Fed Cut Mispricing Sets Up Crypto Repricing Event
In a post on X, Krüger shared a CME-derived table of implied policy rates for late-stage 2026 and framed it as the market’s baseline for the post-Powell transition. The table shows an expected fed funds rate of 3.47% for the April 29, 2026 FOMC meeting (347 bps), drifting to 3.29% for June 17, 2026 (329 bps), to 3.10% for September 16, 2026 (310 bps), and to 2.99% for December 9, 2026 (299 bps).
In other words, the curve prices roughly 48 basis points of easing between late April and early December 2026 about two quarter-point cuts across that span—implying a relatively gradual descent toward just under 3%.
Krüger’s core claim is that this path is inconsistent with the policy preferences he associates with the Trump camp, and therefore inconsistent with an “ultra dovish” chair appointment. He situates the April 2026 meeting as the last one under Jerome Powell’s chairmanship, whose four-year term ends in mid-May 2026, and then treats the June 2026 meeting as the first under a new chair.

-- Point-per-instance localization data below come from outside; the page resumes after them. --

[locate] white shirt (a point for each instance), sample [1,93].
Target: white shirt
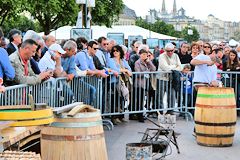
[101,57]
[46,63]
[204,73]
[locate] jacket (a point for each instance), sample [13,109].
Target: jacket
[141,81]
[20,78]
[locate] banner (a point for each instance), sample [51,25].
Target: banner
[118,37]
[81,32]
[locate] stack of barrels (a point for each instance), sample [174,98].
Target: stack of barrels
[215,116]
[77,135]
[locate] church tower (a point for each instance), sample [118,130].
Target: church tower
[174,8]
[163,11]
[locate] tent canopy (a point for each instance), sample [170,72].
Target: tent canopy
[98,31]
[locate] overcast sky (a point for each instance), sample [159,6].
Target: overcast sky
[228,10]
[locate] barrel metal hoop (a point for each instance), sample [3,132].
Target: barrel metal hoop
[215,135]
[216,95]
[214,106]
[76,124]
[215,145]
[216,124]
[34,119]
[81,115]
[71,138]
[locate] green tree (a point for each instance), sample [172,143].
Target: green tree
[20,22]
[106,12]
[190,38]
[52,14]
[159,27]
[9,8]
[236,36]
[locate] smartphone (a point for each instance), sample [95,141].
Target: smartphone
[52,53]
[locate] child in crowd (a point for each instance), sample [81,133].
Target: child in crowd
[186,77]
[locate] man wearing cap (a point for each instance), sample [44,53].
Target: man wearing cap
[15,37]
[6,69]
[168,61]
[20,60]
[49,40]
[52,61]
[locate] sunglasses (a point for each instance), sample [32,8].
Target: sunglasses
[169,51]
[206,47]
[38,48]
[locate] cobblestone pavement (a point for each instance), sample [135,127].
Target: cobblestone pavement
[124,133]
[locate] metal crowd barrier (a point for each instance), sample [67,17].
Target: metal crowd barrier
[148,92]
[18,94]
[228,79]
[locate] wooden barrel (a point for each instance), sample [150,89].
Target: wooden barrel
[80,137]
[138,151]
[26,116]
[215,116]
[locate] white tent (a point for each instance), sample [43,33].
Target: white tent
[98,31]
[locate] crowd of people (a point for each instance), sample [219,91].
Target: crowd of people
[33,59]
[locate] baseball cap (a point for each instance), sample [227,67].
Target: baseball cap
[57,47]
[169,46]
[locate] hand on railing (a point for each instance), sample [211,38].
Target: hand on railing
[2,88]
[70,77]
[46,75]
[90,73]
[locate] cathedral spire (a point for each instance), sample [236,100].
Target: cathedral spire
[174,8]
[164,11]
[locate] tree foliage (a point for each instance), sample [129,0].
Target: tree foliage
[21,23]
[190,38]
[8,9]
[159,27]
[106,12]
[52,14]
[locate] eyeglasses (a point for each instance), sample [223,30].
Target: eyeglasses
[206,47]
[168,51]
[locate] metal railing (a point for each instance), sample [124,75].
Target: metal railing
[148,92]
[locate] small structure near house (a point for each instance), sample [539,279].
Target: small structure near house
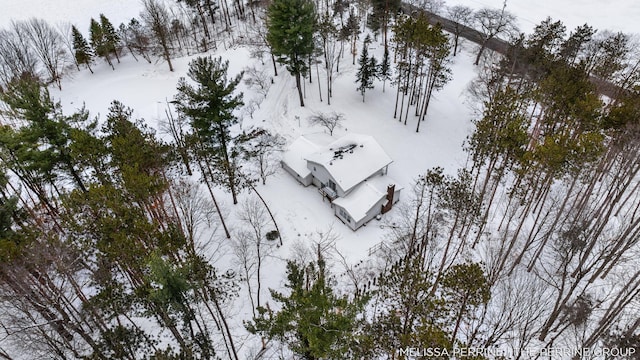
[351,172]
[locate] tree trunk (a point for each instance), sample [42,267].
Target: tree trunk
[298,85]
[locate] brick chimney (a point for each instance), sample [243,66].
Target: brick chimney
[390,191]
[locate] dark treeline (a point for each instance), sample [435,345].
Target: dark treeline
[106,247]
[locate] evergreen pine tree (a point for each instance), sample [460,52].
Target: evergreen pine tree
[384,71]
[209,107]
[313,321]
[367,69]
[290,35]
[110,35]
[99,41]
[83,53]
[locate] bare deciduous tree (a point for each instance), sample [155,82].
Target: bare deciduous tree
[48,45]
[461,15]
[17,59]
[157,18]
[251,246]
[493,23]
[329,121]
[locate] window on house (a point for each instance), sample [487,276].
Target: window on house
[344,215]
[332,185]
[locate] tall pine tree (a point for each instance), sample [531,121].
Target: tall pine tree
[112,39]
[290,35]
[99,41]
[367,70]
[209,106]
[82,50]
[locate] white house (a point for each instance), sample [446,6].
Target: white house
[351,172]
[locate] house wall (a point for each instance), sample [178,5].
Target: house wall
[347,220]
[322,176]
[372,213]
[306,181]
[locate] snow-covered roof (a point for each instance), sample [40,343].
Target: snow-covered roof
[300,148]
[351,159]
[365,196]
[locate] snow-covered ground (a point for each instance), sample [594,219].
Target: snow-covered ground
[300,211]
[614,15]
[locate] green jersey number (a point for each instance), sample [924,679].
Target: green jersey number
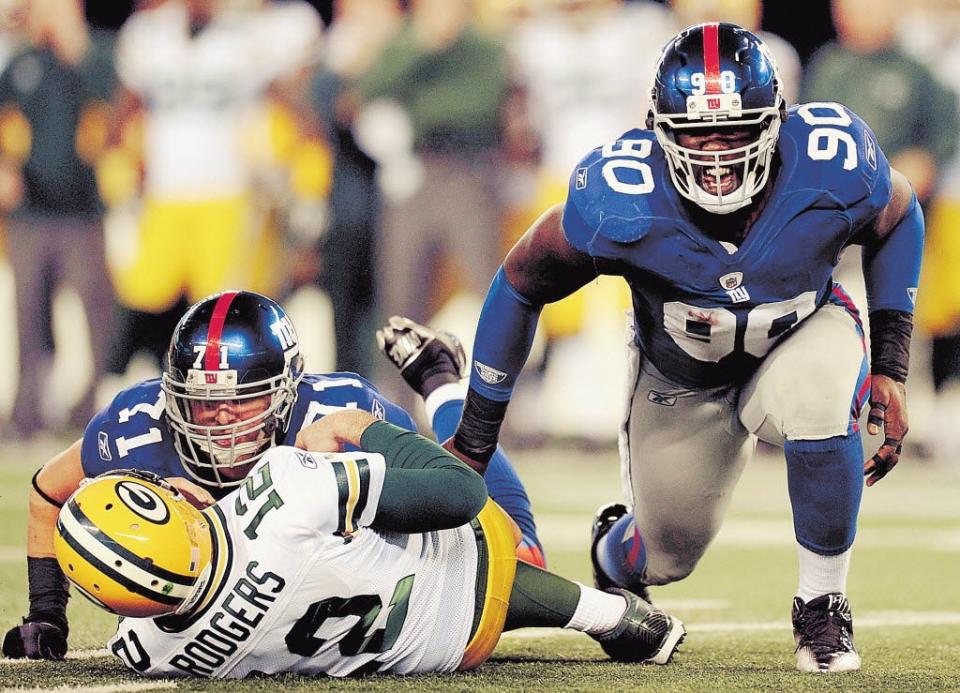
[254,487]
[302,639]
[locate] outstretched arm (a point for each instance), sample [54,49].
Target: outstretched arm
[425,488]
[892,251]
[44,631]
[541,268]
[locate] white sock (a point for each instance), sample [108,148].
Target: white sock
[821,575]
[597,612]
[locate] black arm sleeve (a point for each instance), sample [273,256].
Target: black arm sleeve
[425,488]
[890,332]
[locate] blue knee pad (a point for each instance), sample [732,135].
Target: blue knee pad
[503,484]
[825,480]
[622,554]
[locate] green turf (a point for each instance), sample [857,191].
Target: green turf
[905,575]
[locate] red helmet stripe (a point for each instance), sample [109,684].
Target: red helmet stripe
[211,357]
[711,57]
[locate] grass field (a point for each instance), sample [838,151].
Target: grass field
[904,588]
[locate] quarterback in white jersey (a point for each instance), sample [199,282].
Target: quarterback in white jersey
[327,563]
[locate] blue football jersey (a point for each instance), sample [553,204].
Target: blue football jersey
[132,433]
[706,316]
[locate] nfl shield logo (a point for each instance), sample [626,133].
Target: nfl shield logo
[731,281]
[103,446]
[581,178]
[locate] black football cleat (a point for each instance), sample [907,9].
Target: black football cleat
[823,629]
[645,634]
[606,516]
[426,358]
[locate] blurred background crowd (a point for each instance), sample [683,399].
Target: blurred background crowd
[358,158]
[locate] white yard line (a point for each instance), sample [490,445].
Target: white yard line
[73,654]
[566,532]
[112,688]
[878,619]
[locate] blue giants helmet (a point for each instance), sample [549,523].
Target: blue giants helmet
[714,76]
[230,384]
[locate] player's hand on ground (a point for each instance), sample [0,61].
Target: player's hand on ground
[448,445]
[196,495]
[888,412]
[335,430]
[35,640]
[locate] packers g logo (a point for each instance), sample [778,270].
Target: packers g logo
[143,501]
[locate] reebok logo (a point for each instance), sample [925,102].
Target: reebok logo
[489,375]
[662,399]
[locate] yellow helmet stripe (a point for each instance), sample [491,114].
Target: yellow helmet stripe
[113,545]
[116,566]
[353,484]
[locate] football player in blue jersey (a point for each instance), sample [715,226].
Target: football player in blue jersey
[233,388]
[726,216]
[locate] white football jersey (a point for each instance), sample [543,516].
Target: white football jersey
[200,91]
[300,583]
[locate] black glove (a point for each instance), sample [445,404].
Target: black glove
[43,634]
[36,640]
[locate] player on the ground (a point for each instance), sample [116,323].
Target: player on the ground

Against that transition, Krüger points to Fed Governor Stephen Miran—whom he casts as a proxy for Trump-world monetary instincts—as advocating a much faster return to neutral. In Krüger’s telling, Miran has argued that the “appropriate fed funds rate” is “roughly 2% to 2.5%,” has linked this year’s tighter stance to a rise in the neutral rate, and has characterized his divergence from colleagues as centered on “speed of cuts,” not destination.
Krüger also highlights Miran’s preference for “50 bps cuts” over 25-bp steps as the way to get policy back to neutral. On Krüger’s arithmetic, a futures curve that delivers only about 50 bps of easing from the first post-Powell meeting in June 2026 through December 2026 is not a curve that has truly priced a Trump-era chair willing to front-load larger moves.
Put simply, he sees the market as still anchored to a Powell-style glide path, even while political risk is skewing toward more abrupt easing. “The Trump camp wants faster and bigger cuts, many of them. The Fed only cutting 50bps between the new Fed Chair’s FOMC in June and December 2026 falls short. That’s why I sustain an ultra dovish Fed Chair appointed by Trump is not priced in,” Krüger concludes.
December Rate Cut Seems Likely
The timing of Krüger’s warning matters because the front end has already undergone a dramatic swing. Last week, traders sharply increased the probability of another cut at the Fed’s December meeting after New York Fed President John Williams said rates could fall “in the near term,” a remark that pushed implied odds of a quarter-point December move into the mid-70% range on CME FedWatch, up from roughly 40% the day before.
In parallel, Goldman Sachs chief economist Jan Hatzius reiterated a baseline in which the Fed cuts in December, then again in March and June 2026, taking the policy band down to roughly 3.00%–3.25%.” We expect another Fed cut in December, followed by two more moves in March and June 2026 that take the funds rate to 3-3.25%,” said Hatzius.
GOLDMAN SEES DOWNSIDE RISKS FOR ECONOMY NEXT YEAR
Goldman Sachs economists expect the Fed to cut rates in December, followed by a few more cuts in 2025, bringing rates just above 3%. Chief economist Jan Hatzius warns the economy could slow more than expected, requiring…
— *Walter Bloomberg (@DeItaone) November 24, 2025
His path is modestly more dovish than what the curve had discounted earlier in the month, but it still resembles the gradualism embedded in Krüger’s CME table: sequential 25-bp steps, aiming for an early-2026 rate around the low-3% area rather than a rapid drop toward the low-2s.
For the crypto markets, the dispute is less about whether cuts are coming than about the speed and terminal rate. Crypto is structurally levered to shifts in dollar liquidity and real-rate expectations; what Krüger is flagging is a scenario where the curve’s “destination” and, especially, its pacing remain too conservative relative to a potential political reorientation of the Fed.
If traders are right that the Williams-sparked repricing is the beginning of a slower, data-dependent easing cycle, then current crypto asset valuations already incorporate the relevant macro impulse.
If Krüger is right, the curve is still missing a regime change in reaction function—one in which larger front-loaded cuts compress cash yields faster than expected, steepen risk-on positioning, and force another round of cross-asset duration and liquidity repricing. That gap between a Powell-era slope and a Trump-era shock path is what he means when he says an ultra-dovish chair “is not priced in” for crypto markets.
At press time, the total crypto market cap was at $2.92 trillion.